Panel A of Table 3.3 shows MELD coefficients revised “from registration”. The first column shows that parameter estimates are jointly not significantly different from 0 (\(\chi_{3}^{2}\) = 4.1,p = 0.25) when using ReMELD’s prognostic index as an offset. The insignificance of these estimates confirms that ReMELD adequately predicts 90-day mortality “from registration” for all cirrhotic patients. IPCW changes the biomarker coefficients only slightly (by less than a standard error).

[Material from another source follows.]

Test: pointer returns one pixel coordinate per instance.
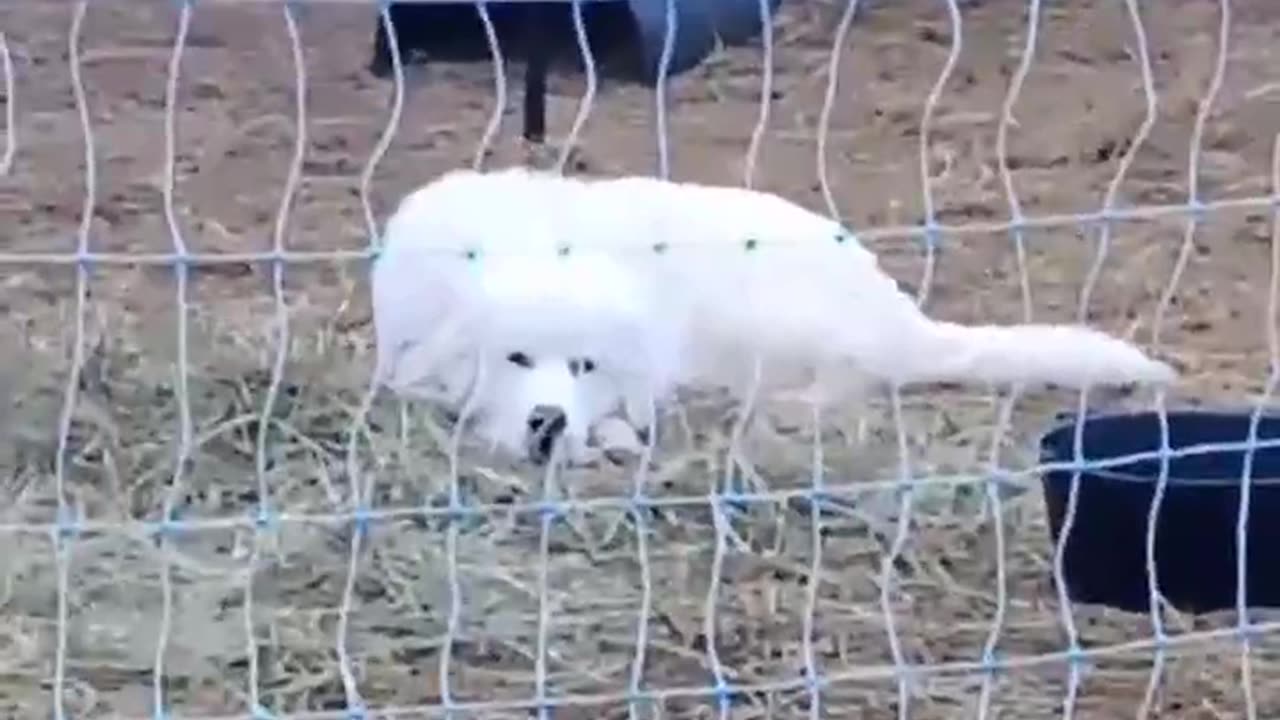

3.3.2.2 Coefficients revised from cross-section

Panel B of Table 3.3 shows MELD coefficients revised “from cross-section”. The first column shows that coefficients are jointly significantly different from 0 with ReMELD used as an offset (\(\chi_{3}^{2}\) = 801,p < 0.001). Hence, ReMELD does not adequately predict 90-day mortality from cross-section. Estimated coefficients suggest ReMELD underestimates the effect of creatinine (\(z\)= 5.2, p < 0.001) and bilirubin (\(z\) = 6.1, p < 0.001), but not the INR (\(z = 0.3,p = 0.76\)). IPCW appears to increase MELD biomarker coefficients slightly (by less than a standard deviation).

Table 3.4 shows the relative weights put on the MELD components by the equation revised from cross-section with IPCW. These weights, originally defined by Sharma et al. [40], quantify the increase in MELD score resulting from a one-standard deviation increase in a given biomarker, relative to a one-standard deviation increase in all biomarkers. These weights also show that the refitted equation puts more weight on bilirubin (41%) than UNOS-MELD (36%) and ReMELD (37%), and puts less weight on the INR (28% vs. 32% for UNOS-MELD and 34% for ReMELD).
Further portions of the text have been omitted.